Cursos de Pedagogia e licenciaturas perdem a oportunidade de preparar os futuros professores para a prática da sala de aula e transformam as iniciativas de formação continuada em "supletivos" do que deveria ter sido a graduação
Pontos-chave
  1. Diversos estudos mostram que cursos de Pedagogia e licenciaturas ainda falham em formar educadores para exercer a prática da sua profissão.
  2. Há um receio das universidades de discutir práticas de sala de aula, com medo de que esses debates representem uma visão tecnicista do fazer docente.
  3. É possível abordar metodologias apresentando aos futuros educadores os fundamentos teóricos que as sustentam.
  4. Com a reformulação dos cursos de formação de professores, espera-se uma formação educacional mais sólida e mais atenção aos estágios, articulando universidade e escolas.

Por Rodrigo Ratier e equipe

Mesmo nas melhores universidades públicas, a formação dos professores na graduação é insuficiente. Essa é a conclusão a que chegou a professora Bernardete Gatti durante sua carreira pesquisando sobre o tema. A docente apresentou a palestra “Formação do Professor da Educação Básica: Um panorama das questões fundamentais" durante o  segundo encontro do Ciclo Ação e Formação do Professor, organizado pela Cátedra de Educação Básica da USP.

Segundo a pesquisadora, que acaba de lançar o livro Professores do Brasil: Novos Cenários de Formação, em uma parceria entre a Fundação Carlos Chagas (FCC) e a UNESCO, há um grande descompasso entre a formação dos professores e a realidade encontrada por eles ao assumir uma sala de aula. "Quando a gente olha as ementas, as bibliografias, as disciplinas oferecidas, elas contribuem muito pouco com a formação de um perfil claro de um docente para a Educação Básica", afirma Gatti.

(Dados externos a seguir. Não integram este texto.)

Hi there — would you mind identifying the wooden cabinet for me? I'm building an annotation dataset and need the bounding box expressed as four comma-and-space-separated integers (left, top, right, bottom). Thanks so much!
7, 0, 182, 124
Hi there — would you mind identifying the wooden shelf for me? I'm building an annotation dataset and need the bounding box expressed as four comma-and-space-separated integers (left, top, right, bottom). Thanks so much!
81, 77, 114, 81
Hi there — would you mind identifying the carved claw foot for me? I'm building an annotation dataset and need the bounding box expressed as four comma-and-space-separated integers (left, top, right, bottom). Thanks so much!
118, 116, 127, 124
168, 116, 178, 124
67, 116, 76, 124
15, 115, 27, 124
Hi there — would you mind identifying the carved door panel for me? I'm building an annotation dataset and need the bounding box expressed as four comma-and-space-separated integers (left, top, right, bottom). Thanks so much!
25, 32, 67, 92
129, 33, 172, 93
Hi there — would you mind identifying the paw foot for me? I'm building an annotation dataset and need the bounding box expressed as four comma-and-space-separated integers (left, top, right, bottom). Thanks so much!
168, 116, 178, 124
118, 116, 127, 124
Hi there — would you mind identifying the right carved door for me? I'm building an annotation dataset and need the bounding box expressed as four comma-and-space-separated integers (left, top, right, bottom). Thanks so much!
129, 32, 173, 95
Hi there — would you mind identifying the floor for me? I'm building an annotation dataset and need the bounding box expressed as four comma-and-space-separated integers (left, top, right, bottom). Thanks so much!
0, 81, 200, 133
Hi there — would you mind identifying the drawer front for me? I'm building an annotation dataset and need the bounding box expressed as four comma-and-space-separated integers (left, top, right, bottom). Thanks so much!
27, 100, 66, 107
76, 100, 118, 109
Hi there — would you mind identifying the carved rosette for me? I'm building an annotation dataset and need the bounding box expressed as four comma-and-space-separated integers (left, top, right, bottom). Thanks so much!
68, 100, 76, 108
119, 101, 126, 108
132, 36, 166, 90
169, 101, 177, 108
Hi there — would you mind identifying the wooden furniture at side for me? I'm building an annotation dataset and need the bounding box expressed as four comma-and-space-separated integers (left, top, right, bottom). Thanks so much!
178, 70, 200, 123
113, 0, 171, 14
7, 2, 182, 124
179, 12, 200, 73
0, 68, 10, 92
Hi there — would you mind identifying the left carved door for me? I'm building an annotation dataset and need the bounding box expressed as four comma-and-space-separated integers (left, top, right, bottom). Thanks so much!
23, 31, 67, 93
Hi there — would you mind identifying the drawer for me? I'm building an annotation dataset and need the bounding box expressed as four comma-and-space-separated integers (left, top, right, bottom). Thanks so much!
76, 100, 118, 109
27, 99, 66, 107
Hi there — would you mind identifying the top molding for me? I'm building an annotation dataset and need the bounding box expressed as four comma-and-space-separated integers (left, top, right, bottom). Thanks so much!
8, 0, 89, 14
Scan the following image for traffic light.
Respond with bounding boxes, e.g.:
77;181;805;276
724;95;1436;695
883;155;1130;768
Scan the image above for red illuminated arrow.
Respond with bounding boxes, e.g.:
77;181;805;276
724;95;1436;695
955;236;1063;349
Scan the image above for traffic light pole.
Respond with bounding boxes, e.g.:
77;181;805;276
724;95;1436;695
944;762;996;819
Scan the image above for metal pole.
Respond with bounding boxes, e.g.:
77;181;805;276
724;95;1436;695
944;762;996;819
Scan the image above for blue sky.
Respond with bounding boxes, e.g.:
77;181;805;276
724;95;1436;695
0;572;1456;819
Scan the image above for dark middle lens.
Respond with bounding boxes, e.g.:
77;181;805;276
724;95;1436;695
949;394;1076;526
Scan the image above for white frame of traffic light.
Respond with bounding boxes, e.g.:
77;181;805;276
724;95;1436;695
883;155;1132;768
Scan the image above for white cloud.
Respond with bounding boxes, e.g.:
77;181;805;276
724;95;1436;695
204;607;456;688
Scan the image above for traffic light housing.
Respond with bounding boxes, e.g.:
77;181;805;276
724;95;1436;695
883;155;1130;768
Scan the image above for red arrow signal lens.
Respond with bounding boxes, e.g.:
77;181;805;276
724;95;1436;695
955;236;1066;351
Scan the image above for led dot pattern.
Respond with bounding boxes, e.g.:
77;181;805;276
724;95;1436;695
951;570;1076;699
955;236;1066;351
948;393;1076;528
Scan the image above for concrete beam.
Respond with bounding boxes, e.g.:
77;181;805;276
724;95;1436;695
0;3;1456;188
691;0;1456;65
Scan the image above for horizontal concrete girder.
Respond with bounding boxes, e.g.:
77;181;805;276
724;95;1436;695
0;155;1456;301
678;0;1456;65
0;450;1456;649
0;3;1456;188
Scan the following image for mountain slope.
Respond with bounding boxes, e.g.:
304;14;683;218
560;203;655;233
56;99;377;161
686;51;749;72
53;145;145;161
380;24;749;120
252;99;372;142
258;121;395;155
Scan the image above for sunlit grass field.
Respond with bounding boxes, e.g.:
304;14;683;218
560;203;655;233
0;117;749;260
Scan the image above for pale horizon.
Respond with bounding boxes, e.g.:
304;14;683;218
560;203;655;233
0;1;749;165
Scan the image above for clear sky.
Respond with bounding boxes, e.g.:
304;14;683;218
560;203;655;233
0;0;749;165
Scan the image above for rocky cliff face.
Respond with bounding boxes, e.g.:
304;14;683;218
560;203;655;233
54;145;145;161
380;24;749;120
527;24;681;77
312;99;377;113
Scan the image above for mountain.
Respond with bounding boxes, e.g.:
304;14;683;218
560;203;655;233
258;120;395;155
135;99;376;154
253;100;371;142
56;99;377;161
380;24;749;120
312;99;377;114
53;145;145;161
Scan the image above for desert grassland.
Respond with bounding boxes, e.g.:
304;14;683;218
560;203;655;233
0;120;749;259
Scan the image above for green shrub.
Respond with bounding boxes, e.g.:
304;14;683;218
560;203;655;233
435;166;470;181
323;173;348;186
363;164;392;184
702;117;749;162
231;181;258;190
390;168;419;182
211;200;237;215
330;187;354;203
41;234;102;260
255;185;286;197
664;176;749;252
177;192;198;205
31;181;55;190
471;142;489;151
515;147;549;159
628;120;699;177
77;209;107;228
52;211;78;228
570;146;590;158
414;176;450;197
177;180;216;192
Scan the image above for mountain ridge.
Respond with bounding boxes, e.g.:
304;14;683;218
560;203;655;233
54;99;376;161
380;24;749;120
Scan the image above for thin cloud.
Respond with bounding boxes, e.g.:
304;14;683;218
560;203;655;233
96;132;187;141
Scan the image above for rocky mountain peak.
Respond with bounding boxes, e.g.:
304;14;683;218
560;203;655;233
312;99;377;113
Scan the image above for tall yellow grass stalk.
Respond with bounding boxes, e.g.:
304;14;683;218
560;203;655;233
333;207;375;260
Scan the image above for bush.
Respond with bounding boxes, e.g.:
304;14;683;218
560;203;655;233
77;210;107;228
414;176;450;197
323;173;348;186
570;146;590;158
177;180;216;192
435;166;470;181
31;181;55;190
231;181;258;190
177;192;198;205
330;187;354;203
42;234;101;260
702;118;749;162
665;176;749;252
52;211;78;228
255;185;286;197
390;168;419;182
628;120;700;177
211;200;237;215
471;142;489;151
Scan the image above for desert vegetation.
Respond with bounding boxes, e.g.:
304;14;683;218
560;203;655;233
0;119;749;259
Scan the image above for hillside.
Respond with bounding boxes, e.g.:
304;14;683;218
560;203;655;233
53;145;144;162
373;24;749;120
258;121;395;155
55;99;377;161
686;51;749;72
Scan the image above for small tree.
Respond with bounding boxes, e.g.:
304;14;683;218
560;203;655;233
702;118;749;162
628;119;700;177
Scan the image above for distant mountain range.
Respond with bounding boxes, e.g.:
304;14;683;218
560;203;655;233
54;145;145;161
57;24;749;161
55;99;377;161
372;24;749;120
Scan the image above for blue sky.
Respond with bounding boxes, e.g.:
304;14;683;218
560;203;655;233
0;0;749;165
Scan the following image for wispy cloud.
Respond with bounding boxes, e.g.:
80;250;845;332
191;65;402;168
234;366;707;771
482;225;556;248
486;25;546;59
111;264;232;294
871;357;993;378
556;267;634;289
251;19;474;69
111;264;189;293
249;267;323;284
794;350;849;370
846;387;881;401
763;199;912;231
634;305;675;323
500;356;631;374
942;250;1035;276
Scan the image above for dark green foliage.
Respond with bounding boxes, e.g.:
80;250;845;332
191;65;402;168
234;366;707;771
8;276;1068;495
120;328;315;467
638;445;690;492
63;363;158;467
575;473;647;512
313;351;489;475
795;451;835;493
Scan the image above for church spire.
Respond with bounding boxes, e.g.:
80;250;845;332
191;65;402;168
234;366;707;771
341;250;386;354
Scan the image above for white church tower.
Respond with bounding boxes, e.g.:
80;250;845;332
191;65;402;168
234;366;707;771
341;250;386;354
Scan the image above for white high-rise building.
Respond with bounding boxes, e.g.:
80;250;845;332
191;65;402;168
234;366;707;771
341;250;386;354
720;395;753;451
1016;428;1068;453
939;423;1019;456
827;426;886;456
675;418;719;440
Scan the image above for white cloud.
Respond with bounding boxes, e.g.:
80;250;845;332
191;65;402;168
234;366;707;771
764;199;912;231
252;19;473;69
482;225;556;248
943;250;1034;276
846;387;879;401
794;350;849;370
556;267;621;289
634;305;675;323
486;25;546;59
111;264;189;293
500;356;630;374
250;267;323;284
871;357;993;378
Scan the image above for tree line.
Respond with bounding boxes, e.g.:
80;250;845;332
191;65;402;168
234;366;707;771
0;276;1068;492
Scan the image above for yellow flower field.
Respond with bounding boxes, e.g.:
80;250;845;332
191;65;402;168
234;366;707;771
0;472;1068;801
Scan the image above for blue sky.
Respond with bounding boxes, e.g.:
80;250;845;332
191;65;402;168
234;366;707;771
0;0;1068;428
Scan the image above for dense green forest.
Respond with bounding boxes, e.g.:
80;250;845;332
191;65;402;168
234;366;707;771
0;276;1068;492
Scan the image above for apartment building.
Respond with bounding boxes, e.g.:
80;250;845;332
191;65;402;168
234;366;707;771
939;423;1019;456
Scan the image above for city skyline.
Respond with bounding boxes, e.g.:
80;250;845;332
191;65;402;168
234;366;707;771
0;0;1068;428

Uma das principais características dos cursos levantada pela palestrante é a fragmentação. Principalmente na formação de professores para os anos finais do Ensino Fundamental e para o Ensino Médio, ainda prevalece a perspectiva do bacharelado, em que a formação pedagógica dos futuros docentes é realizada de maneira completamente separada da aprendizagem dos conteúdos da área em que estão se formando. "Não há muita conversa entre essas instâncias e a formação propriamente educacional desses licenciandos é muito frágil", destaca. O desafio de preparar bons docentes é ainda maior quando se analisam os dados sobre onde e como são formados: 80% das matrículas estão em instituições particulares e 86% dos estudantes de pedagogia realizam o curso a distância.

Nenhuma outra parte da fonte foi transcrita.